Many regard Ruffian as the greatest female Thoroughbred of all time. She won all 10 of her starts when racing against fillies. Ruffian’s victories came at distances ranging from 5 1/2 furlongs to 1 1/2 miles. In the eight stakes races in which she ran against members of her own sex, Ruffian broke or tied a track or stakes record every time. That’s Man o’War-like.

Ruffian’s lone defeat came when she did not finish due to fracturing both sesamoids in her right foreleg during a match race against Foolish Pleasure at Belmont in 1975.

Like Landaluce, Ruffian’s life ended far too soon, in her case as a 3-year-old. Veterinarians tried everything they could to save Ruffian after the ill-fated match race, but to no avail. Whereas Landaluce was buried in the Hollywood Park infield, Ruffian similarly was interred in the Belmont Park infield.
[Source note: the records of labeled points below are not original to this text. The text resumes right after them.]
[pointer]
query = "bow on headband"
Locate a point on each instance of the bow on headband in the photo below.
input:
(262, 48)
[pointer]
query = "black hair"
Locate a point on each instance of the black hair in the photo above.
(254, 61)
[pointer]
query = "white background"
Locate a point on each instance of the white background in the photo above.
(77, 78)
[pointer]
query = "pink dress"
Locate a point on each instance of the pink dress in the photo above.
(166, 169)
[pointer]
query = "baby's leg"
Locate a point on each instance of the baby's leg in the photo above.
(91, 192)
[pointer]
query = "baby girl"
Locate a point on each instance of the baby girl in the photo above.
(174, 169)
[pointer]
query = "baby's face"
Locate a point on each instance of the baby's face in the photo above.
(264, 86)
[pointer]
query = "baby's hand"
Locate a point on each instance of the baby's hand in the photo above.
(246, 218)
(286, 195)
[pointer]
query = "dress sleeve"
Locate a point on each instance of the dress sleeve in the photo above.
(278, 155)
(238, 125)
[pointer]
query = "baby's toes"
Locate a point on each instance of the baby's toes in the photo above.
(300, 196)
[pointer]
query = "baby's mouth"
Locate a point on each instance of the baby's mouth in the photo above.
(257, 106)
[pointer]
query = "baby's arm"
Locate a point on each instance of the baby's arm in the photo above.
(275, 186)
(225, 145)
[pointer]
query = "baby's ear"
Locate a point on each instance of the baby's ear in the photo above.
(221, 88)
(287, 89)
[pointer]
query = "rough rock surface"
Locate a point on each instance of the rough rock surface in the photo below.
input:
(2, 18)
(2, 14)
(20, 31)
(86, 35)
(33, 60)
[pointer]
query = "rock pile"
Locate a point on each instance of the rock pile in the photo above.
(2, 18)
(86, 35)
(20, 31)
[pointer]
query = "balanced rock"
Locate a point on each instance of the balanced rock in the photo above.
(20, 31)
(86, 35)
During the ceremony at Hollywood Park in which Landaluce was buried, track announcer Alan Buchdahl told the crowd that “we’ll never know the heights she might have scaled, but we do know that she never will be forgotten.”

But the truth is that as the years passed, it did seem that Landaluce pretty much had been forgotten. After so many years in which it seemed that she should be pictured on a milk carton because of slipping through the cracks among Thoroughbred racing’s champions, what Landaluce did in 1982 is now getting some well-deserved renewed attention in 2022. One reason for this is Mary Perdue’s recently released book titled “Landaluce.”

Though the invincible Landaluce’s racing career lasted for only five months, she certainly took fans of the sport on a magical ride during that brief time, winning her five races by a combined 46 1/2 lengths.

It’s just such a tragedy that the flame of Landaluce’s brilliance was extinguished before she could show the world what else she could do.